A couple of years ago, Ben Hunter posted a script on the Deployment Guys blog that showed how to remove the in-box modern apps from a Windows 8.1 installation. That exact same approach works with Windows 10 as well. But there’s more that can be done, especially since the list of apps is different for Windows 8.1 and Windows 10 (and potentially changes with each Windows 10 feature upgrade), and since apps can be removed offline as well as online.
Attached to this blog (below) is the next generation of that script, designed to dynamically determine the list of apps if you don’t specify a list yourself. It’s designed to run inside a task sequence (although it could be run manually if needed), either while in Windows PE to remove apps offline, or in the new OS to remove apps online.
Why would you want to remove apps offline? A couple of reasons:
- It’s faster. By removing the apps offline, the provisioned apps won’t install when the OS boots up for the first time, so the first logon is faster and there’s no need to remove the installed apps either.
- It avoids potential issues with the installation of provisioned apps. All apps provisioned in the image install asynchronously on Windows 10 with the first logon. So it’s possible that the task sequence starts removing apps while they are still being installed. As a result, a script may fail to remove the app because it’s not there yet, and removing the provisioned app may not prevent the pending install from completing. It’s a timing issue – your results may vary based on what happens in your specific task sequence.
- It avoids potential issues with Windows Update. Sometimes while building an image, the Windows Update agent can update the apps while you’re trying to remove them. That can cause the removal to not work, and later if you try to sysprep and capture the image, that can fail. (This is not a problem if you build your image on an isolated network with no internet access.)
Let’s talk about pre-requisites. First, you need to use PowerShell to do this. Online (within the running OS) that’s no big deal, since Windows 8.1 and Windows 10 include PowerShell by default. But with Windows PE, it’s an optional component that needs to be added. In addition to PowerShell, make sure you add the .NET Framework, the DISM Cmdlets, and the Storage Management Cmdlets components, as the script uses all of those.
Note that there can be some challenges with the original Windows 10 ADK when adding .NET and PowerShell to the boot image. Those issues should be fixed in the November 2015 version of the ADK. (We think that a separate problem with PowerShell failing in Windows PE with an exception at startup is also fixed in the new ADK, but you’ll need to verify that, we’re still trying.) Also note that there are some issues with the November 2015 version of the ADK related to the use of the DISM component after MDT launches an HTA. See http://blogs.technet.com/b/mniehaus/archive/2015/12/31/updated-remove-apps-script-and-a-workaround.aspx for more details.

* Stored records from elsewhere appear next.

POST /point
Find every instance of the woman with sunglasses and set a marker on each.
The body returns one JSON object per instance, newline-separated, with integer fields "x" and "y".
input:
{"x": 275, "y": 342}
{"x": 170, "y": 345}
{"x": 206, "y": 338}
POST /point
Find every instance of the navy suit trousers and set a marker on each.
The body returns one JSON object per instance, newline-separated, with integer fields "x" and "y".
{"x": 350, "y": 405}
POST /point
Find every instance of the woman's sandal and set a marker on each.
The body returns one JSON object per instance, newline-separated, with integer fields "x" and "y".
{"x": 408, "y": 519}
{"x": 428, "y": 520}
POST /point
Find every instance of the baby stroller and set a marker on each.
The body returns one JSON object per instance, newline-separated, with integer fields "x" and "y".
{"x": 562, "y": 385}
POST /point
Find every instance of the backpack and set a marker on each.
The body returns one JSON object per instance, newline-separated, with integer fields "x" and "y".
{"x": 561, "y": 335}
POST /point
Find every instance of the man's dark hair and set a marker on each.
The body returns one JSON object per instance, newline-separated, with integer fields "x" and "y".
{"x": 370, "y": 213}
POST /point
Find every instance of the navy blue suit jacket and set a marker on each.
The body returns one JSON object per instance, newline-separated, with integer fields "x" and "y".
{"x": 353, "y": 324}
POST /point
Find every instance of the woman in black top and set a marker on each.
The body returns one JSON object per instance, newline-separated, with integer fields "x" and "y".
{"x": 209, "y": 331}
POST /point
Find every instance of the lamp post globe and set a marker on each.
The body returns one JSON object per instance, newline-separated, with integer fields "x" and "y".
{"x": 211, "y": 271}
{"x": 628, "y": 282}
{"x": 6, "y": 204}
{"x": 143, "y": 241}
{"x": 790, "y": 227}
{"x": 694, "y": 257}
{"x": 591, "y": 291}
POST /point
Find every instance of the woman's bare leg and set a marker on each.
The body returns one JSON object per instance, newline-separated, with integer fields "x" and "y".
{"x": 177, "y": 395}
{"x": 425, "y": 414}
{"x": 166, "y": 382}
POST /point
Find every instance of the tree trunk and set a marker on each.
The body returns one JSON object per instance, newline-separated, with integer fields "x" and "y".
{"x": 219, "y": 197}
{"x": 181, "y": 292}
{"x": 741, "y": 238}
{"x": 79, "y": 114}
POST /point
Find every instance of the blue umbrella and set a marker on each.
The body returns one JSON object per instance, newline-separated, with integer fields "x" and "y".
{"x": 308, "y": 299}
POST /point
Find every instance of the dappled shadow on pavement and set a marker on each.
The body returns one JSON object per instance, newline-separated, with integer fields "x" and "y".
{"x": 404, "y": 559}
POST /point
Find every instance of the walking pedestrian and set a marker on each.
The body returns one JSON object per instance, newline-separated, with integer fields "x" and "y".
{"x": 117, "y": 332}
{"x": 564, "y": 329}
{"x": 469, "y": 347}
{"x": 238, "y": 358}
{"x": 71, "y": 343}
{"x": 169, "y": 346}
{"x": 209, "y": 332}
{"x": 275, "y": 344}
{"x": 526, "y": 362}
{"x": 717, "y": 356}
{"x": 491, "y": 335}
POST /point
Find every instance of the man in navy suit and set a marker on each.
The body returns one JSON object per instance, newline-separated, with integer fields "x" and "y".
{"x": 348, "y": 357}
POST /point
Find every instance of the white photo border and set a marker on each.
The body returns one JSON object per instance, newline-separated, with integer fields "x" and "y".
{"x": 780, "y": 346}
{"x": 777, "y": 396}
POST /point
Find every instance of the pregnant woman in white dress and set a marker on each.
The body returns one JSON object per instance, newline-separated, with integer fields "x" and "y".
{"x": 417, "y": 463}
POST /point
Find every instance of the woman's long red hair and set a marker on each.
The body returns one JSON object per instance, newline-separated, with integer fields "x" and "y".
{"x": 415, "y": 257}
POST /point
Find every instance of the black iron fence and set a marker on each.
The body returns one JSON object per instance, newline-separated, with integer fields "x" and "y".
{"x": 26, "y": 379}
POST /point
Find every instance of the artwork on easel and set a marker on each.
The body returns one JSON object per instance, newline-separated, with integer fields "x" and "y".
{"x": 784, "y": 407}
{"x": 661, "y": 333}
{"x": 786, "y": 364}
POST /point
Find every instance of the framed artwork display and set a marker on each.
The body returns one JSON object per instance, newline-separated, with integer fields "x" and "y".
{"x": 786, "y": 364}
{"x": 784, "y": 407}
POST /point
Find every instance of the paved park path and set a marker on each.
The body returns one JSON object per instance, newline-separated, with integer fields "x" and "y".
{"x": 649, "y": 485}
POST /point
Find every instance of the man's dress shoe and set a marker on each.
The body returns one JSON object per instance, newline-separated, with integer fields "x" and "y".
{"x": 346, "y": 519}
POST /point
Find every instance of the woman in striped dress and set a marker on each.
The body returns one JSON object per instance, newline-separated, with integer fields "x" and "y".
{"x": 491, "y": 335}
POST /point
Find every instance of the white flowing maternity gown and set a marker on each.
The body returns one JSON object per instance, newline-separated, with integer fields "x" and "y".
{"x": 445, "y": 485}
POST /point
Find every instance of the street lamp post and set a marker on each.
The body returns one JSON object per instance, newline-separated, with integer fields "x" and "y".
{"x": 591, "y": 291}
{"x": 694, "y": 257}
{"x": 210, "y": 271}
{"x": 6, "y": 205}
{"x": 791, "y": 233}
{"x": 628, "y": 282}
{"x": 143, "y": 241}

Next, you need to modify your task sequences. Online, it should look something like this (with the steps running in the new OS):
Offline, it will look similar but the steps will be in a different location:
In either case, the “Set-ExecutionPolicy Bypass” step looks like this:
I also mentioned that the default behavior is to remove all apps. What if you don’t want to remove all apps? With previous scripts, we suggested modifying the script to change the list of apps that needs to be removed, but that can be rather tedious and requires knowing how to query the list (using Get-AppxPackage and Get-AppxProvisionedPackage). So this script will write out an XML file, RemoveApps.xml, when it runs. That contains the full list of apps. So if you want to do a subset, just edit that file to remove the apps that you don’t want removed, then save the resulting file in the same location as the RemoveApps.ps1 script. The script will find it and use that list instead of the full list. (Note that if you use this with different OSes, you’ll want to use different lists. So you may need multiple RemoveApps.xml files. The script should pick up the file from the working folder specified in the task sequence.)

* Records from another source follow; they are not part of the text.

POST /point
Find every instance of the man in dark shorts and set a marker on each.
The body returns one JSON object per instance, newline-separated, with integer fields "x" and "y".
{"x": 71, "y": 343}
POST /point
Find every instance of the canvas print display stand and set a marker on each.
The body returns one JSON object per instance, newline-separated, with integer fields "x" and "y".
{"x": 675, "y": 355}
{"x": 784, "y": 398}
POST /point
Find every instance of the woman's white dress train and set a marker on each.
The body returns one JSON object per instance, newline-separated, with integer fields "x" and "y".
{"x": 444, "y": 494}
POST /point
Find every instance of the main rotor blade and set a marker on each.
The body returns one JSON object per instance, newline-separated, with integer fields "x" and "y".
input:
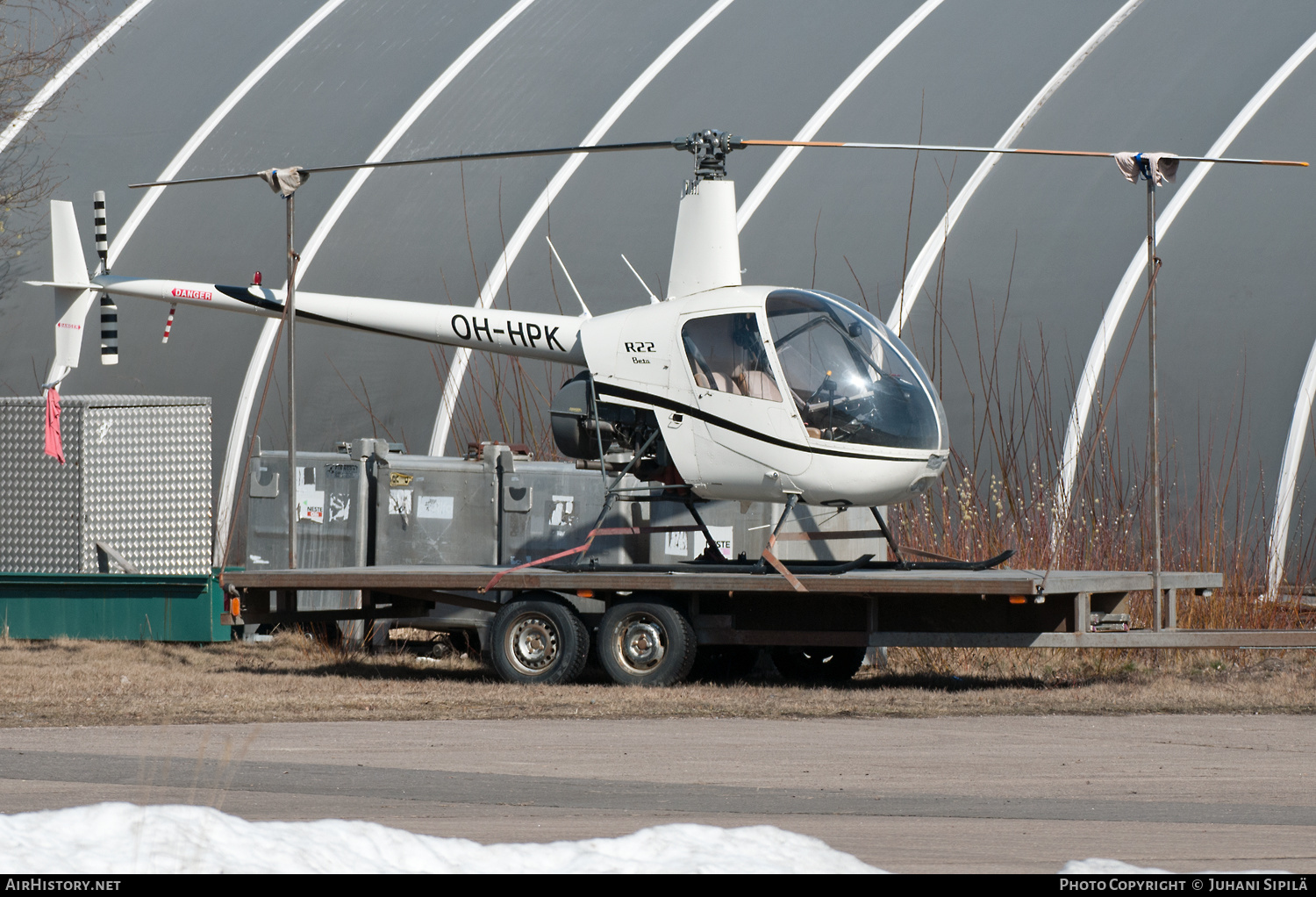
{"x": 431, "y": 160}
{"x": 1003, "y": 150}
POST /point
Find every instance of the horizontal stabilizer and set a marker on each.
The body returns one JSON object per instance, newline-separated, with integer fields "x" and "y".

But what about the apps that can’t be removed? There are several provisioned apps that Windows 10 won’t allow you to remove, so the script won’t even see those when it queries for the list. So there will be apps remaining even if you say to remove “all” apps. There’s no way around this. (If there are some apps that you want to remove but you can’t, submit feedback via the Windows Feedback app.)
NOTE: The attached script has been updated to version 1.1 as of 2015/12/30.